With demand back to pre-COVID-19 levels, Hindalco eyes expansion, debt reduction

The company is looking to reduce net debt to Ebitda ratio to below 3, in the next financial year

Moneycontrol News
February 10, 2021 / 05:30 PM IST
 
 
live
  • bselive
  • nselive
Volume
Todays L/H
More





Hindalco Industries, India's largest aluminium producer, will focus on doubling its downstream capacity, de-leveraging its balance sheet and shareholders return in the next few years,  its top executive said.
The company had in December 2020 announced plans to invest Rs 7,000 crore in the next few years to double downstream capacity to six lakh tonnes a year.


"Our net debt to Ebitda ratio will be 3.1 by March 2021. We expect this to come down to below 3, in the next financial year," Managing Director Satish Pai said on February 10, while addressing the media after the company announced its third quarter results. In June 2020, the ratio was 3.8.


The company reported a 76.2 percent year-on-year (YoY) jump in December quarter standalone net profit to Rs 340 crore. In the corresponding quarter of the previous financial year, the profit was Rs 193 crore.


The number, however, came lower than the market expectations as a CNBC-TV18 poll had estimated it at Rs 380 crore.


Pai noted that demand for aluminium, at nearly a million tons a month, was back to its pre-COVID-19 levels.

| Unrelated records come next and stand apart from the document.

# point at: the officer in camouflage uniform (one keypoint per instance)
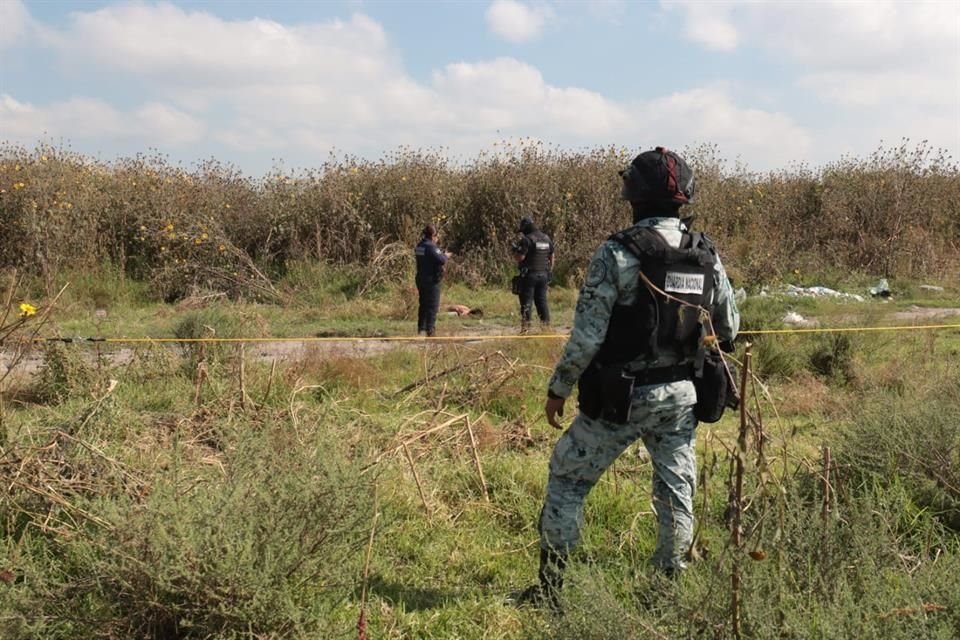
(660, 398)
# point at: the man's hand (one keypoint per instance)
(554, 408)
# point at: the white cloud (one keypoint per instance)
(711, 115)
(89, 119)
(853, 53)
(516, 21)
(264, 89)
(710, 25)
(15, 23)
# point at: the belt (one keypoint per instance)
(662, 375)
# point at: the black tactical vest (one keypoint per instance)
(429, 265)
(537, 259)
(654, 323)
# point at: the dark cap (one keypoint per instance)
(658, 176)
(526, 223)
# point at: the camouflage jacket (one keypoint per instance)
(612, 278)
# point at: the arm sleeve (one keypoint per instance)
(594, 307)
(521, 247)
(726, 316)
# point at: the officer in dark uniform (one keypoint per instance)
(534, 253)
(430, 264)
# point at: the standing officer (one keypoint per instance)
(534, 253)
(637, 339)
(430, 264)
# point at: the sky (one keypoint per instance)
(288, 83)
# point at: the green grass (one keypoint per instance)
(248, 514)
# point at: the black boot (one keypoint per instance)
(546, 593)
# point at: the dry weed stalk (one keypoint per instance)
(42, 483)
(476, 461)
(736, 504)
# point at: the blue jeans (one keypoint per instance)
(533, 292)
(429, 305)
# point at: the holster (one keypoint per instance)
(606, 392)
(716, 388)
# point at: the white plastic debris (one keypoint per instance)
(821, 292)
(794, 319)
(881, 289)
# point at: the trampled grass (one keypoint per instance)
(241, 503)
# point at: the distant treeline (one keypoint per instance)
(895, 213)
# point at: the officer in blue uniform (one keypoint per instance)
(534, 253)
(638, 335)
(430, 264)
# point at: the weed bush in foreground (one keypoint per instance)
(263, 543)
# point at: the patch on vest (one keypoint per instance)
(684, 282)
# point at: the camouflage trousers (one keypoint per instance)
(662, 417)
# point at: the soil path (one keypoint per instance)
(117, 354)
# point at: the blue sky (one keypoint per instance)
(770, 84)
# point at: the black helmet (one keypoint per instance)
(658, 176)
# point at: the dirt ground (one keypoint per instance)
(292, 350)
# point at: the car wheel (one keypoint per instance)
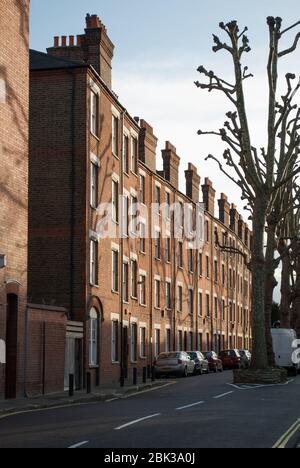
(185, 373)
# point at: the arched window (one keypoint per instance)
(93, 344)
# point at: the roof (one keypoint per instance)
(42, 61)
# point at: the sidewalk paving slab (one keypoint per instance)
(20, 405)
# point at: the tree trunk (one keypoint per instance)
(259, 351)
(296, 300)
(285, 304)
(271, 283)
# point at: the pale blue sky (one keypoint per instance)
(159, 45)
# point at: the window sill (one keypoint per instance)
(94, 135)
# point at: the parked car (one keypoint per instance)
(284, 345)
(231, 359)
(246, 358)
(174, 363)
(201, 364)
(215, 364)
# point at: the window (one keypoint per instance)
(191, 301)
(142, 189)
(207, 267)
(142, 237)
(115, 271)
(157, 342)
(115, 201)
(157, 199)
(207, 305)
(125, 154)
(191, 340)
(157, 246)
(143, 342)
(143, 289)
(168, 340)
(93, 348)
(134, 279)
(168, 205)
(206, 231)
(115, 133)
(94, 185)
(125, 223)
(168, 249)
(134, 154)
(94, 113)
(180, 255)
(200, 304)
(180, 298)
(134, 214)
(157, 293)
(216, 307)
(223, 274)
(200, 342)
(200, 260)
(115, 341)
(180, 344)
(216, 276)
(133, 342)
(168, 295)
(190, 260)
(93, 262)
(125, 282)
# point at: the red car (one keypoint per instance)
(231, 359)
(215, 364)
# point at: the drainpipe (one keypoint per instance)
(122, 376)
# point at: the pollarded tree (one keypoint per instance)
(259, 174)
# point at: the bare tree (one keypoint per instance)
(259, 174)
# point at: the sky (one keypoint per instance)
(159, 46)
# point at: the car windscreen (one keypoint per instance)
(169, 356)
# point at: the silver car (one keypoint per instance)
(174, 363)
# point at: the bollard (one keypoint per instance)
(144, 374)
(71, 385)
(134, 376)
(88, 383)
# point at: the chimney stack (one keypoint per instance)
(224, 209)
(147, 145)
(94, 47)
(192, 183)
(171, 164)
(209, 194)
(234, 218)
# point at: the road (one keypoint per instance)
(197, 412)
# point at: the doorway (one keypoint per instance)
(11, 346)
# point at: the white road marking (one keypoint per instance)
(137, 421)
(223, 395)
(190, 406)
(80, 444)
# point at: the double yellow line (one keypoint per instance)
(284, 440)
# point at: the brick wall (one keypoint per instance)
(14, 162)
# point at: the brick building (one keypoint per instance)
(134, 296)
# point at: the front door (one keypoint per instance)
(11, 346)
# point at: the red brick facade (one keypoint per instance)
(63, 223)
(14, 89)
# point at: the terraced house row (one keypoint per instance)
(111, 303)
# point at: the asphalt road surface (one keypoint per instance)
(197, 412)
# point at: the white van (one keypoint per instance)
(284, 345)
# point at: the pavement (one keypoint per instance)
(8, 407)
(197, 412)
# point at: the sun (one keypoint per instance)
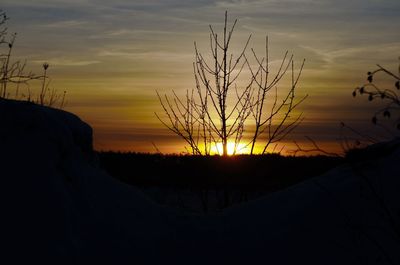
(240, 149)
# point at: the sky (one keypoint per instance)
(112, 56)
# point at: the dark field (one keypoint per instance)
(215, 182)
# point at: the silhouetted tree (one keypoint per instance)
(217, 109)
(390, 95)
(14, 73)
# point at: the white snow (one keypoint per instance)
(59, 207)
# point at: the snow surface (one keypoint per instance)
(59, 207)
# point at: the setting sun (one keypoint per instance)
(232, 149)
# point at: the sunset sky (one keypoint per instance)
(112, 57)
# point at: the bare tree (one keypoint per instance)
(13, 73)
(217, 110)
(389, 95)
(275, 123)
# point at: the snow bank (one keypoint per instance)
(59, 207)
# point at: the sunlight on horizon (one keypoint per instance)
(233, 149)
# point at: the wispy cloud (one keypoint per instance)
(67, 62)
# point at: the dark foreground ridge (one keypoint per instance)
(59, 207)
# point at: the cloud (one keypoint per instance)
(67, 62)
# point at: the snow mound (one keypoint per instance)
(59, 207)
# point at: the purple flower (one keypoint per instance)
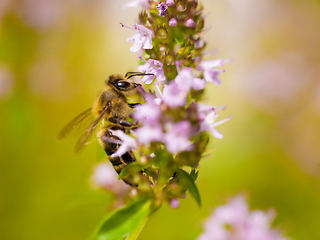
(173, 96)
(170, 2)
(186, 80)
(189, 23)
(142, 38)
(154, 67)
(135, 3)
(148, 113)
(128, 143)
(148, 133)
(162, 8)
(241, 223)
(210, 70)
(177, 136)
(208, 122)
(174, 203)
(172, 22)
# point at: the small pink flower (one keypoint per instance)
(172, 22)
(186, 80)
(135, 3)
(242, 224)
(162, 8)
(210, 70)
(177, 136)
(127, 143)
(148, 133)
(142, 38)
(170, 2)
(148, 113)
(173, 96)
(174, 203)
(152, 67)
(189, 23)
(209, 124)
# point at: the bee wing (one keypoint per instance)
(65, 132)
(86, 136)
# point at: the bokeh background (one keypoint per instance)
(54, 58)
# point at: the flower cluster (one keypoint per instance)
(172, 126)
(235, 221)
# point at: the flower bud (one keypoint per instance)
(189, 23)
(172, 22)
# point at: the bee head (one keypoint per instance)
(121, 84)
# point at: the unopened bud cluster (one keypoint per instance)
(172, 132)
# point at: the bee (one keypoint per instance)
(111, 110)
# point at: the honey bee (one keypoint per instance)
(111, 110)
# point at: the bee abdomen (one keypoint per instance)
(109, 147)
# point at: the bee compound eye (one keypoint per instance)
(123, 84)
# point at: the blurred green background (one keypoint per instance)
(54, 58)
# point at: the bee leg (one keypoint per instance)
(133, 105)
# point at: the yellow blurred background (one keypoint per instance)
(54, 58)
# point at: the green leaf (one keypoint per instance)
(132, 168)
(190, 185)
(126, 223)
(178, 35)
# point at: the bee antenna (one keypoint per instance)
(137, 74)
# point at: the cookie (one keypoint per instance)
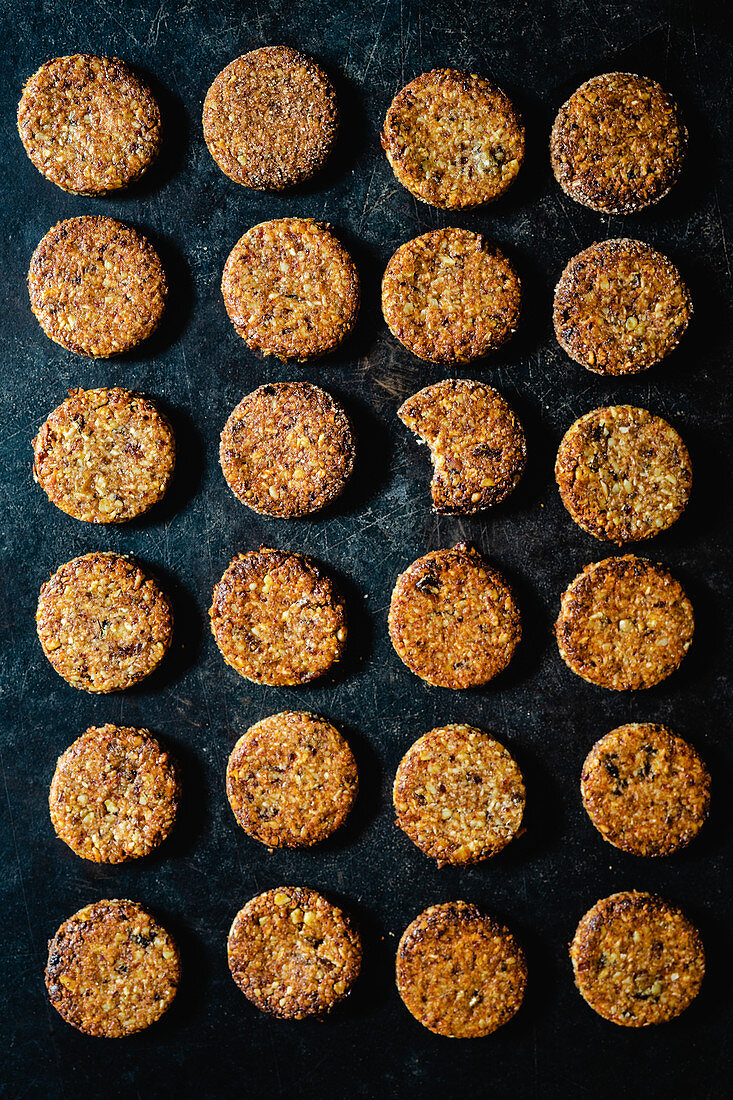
(637, 959)
(97, 286)
(291, 289)
(88, 123)
(459, 795)
(115, 794)
(104, 623)
(270, 119)
(292, 780)
(276, 618)
(112, 969)
(477, 443)
(453, 139)
(645, 790)
(620, 307)
(624, 474)
(624, 624)
(105, 455)
(293, 954)
(452, 618)
(460, 972)
(287, 450)
(450, 296)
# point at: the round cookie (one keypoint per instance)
(645, 790)
(459, 795)
(453, 139)
(88, 123)
(292, 780)
(293, 954)
(460, 972)
(452, 618)
(624, 624)
(291, 289)
(287, 450)
(276, 618)
(450, 296)
(624, 474)
(619, 143)
(270, 119)
(112, 969)
(97, 287)
(115, 794)
(104, 624)
(105, 455)
(477, 443)
(637, 959)
(620, 307)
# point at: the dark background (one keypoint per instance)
(212, 1042)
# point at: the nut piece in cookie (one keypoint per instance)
(637, 959)
(453, 139)
(477, 443)
(624, 624)
(112, 969)
(460, 972)
(450, 296)
(293, 954)
(453, 619)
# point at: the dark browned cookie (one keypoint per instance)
(112, 969)
(276, 618)
(97, 286)
(452, 618)
(453, 139)
(460, 972)
(292, 780)
(293, 954)
(104, 624)
(645, 790)
(287, 449)
(450, 296)
(637, 959)
(624, 624)
(88, 123)
(270, 119)
(617, 144)
(477, 443)
(115, 794)
(624, 474)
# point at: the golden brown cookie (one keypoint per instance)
(637, 959)
(287, 449)
(459, 795)
(624, 474)
(293, 954)
(292, 780)
(452, 618)
(112, 969)
(453, 139)
(460, 972)
(477, 443)
(115, 794)
(450, 296)
(645, 790)
(624, 624)
(97, 286)
(271, 118)
(104, 624)
(619, 143)
(276, 618)
(105, 455)
(88, 123)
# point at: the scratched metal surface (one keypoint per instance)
(212, 1041)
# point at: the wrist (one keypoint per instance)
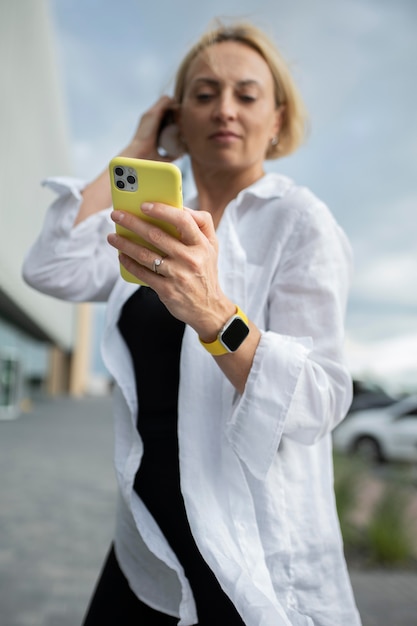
(230, 336)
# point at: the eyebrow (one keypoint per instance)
(215, 83)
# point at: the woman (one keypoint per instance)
(226, 511)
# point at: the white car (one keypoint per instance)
(381, 434)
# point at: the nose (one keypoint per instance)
(225, 108)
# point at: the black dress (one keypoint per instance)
(154, 339)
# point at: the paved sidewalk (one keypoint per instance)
(57, 494)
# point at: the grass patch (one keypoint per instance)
(384, 537)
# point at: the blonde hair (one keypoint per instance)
(294, 120)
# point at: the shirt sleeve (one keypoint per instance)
(69, 262)
(299, 385)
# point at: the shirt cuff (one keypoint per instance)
(257, 422)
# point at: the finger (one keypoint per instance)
(140, 254)
(185, 225)
(204, 221)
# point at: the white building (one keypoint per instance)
(39, 331)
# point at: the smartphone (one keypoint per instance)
(134, 181)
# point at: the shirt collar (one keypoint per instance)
(271, 185)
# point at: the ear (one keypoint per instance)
(279, 119)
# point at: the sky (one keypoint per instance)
(355, 63)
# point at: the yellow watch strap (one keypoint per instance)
(216, 348)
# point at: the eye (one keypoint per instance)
(247, 98)
(204, 96)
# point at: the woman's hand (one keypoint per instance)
(144, 144)
(187, 280)
(97, 194)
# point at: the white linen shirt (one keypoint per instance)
(256, 469)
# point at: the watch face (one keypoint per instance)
(234, 334)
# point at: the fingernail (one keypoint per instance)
(117, 216)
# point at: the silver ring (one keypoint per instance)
(157, 263)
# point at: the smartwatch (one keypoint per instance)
(231, 336)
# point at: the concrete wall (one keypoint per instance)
(33, 145)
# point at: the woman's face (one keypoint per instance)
(228, 115)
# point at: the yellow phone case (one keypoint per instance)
(134, 181)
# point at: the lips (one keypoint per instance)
(224, 135)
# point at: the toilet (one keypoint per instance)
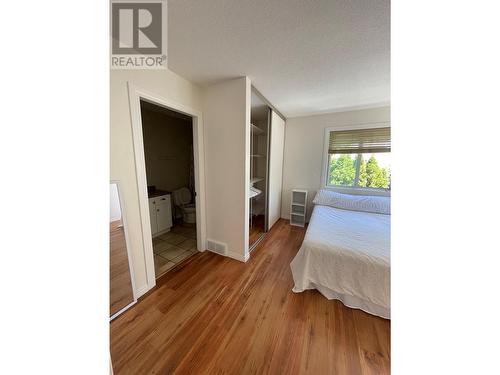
(182, 199)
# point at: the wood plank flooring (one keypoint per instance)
(215, 315)
(120, 284)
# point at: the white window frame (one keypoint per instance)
(324, 167)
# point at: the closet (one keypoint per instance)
(266, 167)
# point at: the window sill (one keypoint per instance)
(358, 190)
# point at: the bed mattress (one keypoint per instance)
(346, 256)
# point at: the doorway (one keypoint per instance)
(136, 96)
(169, 159)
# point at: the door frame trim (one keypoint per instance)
(135, 95)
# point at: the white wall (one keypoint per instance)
(166, 84)
(304, 140)
(115, 212)
(226, 116)
(168, 149)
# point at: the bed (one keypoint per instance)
(345, 254)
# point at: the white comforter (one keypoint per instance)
(346, 256)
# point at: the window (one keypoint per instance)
(360, 158)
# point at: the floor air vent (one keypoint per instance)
(217, 247)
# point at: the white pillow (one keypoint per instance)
(364, 203)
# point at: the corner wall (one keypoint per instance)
(304, 141)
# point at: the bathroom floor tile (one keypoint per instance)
(161, 247)
(181, 257)
(157, 240)
(162, 265)
(188, 244)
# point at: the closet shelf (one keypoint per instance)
(256, 130)
(254, 192)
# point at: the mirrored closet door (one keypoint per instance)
(120, 276)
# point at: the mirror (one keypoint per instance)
(120, 279)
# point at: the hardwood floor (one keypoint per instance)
(120, 285)
(215, 315)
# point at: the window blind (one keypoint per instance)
(360, 141)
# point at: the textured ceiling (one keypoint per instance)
(304, 56)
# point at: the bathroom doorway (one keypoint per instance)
(170, 174)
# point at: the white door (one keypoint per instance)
(275, 168)
(152, 216)
(163, 215)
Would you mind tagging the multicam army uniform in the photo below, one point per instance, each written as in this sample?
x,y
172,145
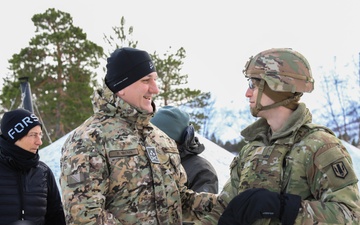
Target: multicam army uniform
x,y
302,159
119,169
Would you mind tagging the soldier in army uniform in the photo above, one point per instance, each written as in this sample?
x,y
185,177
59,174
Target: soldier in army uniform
x,y
117,168
291,171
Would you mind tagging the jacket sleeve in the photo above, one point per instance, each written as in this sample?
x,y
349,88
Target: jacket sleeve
x,y
333,184
228,192
84,183
205,179
54,211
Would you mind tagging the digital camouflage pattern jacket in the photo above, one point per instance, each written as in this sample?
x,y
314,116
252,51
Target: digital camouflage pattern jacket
x,y
303,159
116,168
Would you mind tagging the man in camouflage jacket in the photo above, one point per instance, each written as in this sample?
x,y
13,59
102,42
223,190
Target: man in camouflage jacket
x,y
116,167
291,171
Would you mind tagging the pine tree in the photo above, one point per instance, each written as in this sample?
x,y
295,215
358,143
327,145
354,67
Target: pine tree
x,y
60,63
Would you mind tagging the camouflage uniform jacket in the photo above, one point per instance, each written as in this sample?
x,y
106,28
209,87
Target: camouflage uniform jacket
x,y
303,159
116,168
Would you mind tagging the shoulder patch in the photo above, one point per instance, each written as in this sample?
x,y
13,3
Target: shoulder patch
x,y
339,169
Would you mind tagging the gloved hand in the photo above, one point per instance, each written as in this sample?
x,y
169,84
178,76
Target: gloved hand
x,y
23,222
260,203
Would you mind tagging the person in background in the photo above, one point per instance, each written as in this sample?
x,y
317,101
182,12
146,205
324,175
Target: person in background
x,y
291,171
201,174
28,189
116,167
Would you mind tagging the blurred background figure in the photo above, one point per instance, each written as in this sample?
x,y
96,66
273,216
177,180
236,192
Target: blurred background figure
x,y
175,123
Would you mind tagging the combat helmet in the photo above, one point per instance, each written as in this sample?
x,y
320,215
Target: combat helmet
x,y
283,69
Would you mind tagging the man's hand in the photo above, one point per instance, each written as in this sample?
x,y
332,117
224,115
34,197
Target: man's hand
x,y
260,203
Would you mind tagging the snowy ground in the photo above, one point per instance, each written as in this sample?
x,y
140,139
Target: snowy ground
x,y
219,157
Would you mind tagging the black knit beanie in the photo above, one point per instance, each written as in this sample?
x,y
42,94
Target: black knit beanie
x,y
17,123
126,66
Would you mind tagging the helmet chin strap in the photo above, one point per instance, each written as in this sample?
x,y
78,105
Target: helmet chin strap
x,y
259,107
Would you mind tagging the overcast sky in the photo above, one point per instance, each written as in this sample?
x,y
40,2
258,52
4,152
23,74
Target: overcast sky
x,y
218,36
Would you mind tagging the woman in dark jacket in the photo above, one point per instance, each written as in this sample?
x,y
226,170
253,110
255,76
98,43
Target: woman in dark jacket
x,y
28,190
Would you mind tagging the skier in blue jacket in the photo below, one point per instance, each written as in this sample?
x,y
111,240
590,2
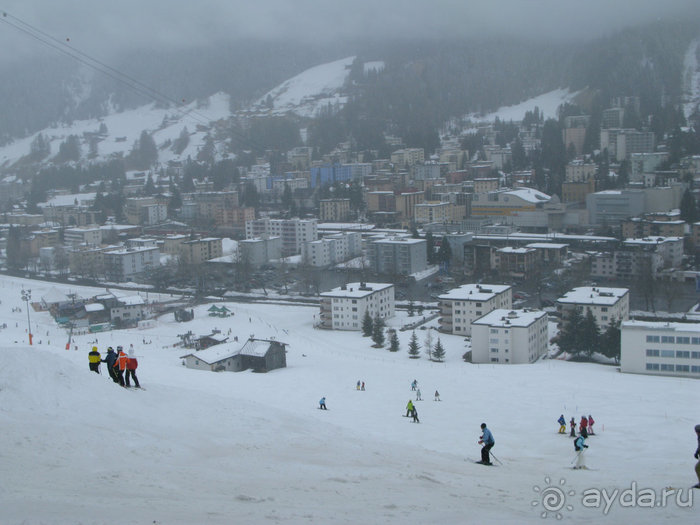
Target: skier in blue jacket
x,y
488,442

Increasing investment, lowering debt

 

Hindalco will invest Rs 730 crore on a 34,000-tonne extrusion plant at Silvassa. The fully automated plant includes three extrusion presses and will enable Hindalco to service premium customers in the building & construction, auto & transport, electrical, consumer and industrial goods sectors.




On the debt front, Pai noted that the company has paid back $500 million of the $1.1 billion bridge loan it had taken for the Aleris acquisition. "We did that in the third quarter. We will clear the remaining part of the loan in the fourth quarter," Paid said.


Hindalco's North American unit Novelis had acquired the US-based aluminium rolled products manufacturer Aleris Corporation in April 2020. The deal, which marked Novelis' entry into the high-end aerospace segment, had been closed at an enterprise value of $2.8 billion.



Novelis is at present integrating operations of Aleris and expects higher synergy benefits than earlier expected. Earlier the company had expected annual synergy benefits to be $150 million a year. "Half of it was to come from traditional segments, including from admin and supply chain. The rest would come from the synergy of the Chinese operations,"  Pai had said.

The company now expects the savings from traditional synergy items to increase to $150 million. "We have already achieved a run rate of $54 million at the end of the third quarter," said Pai.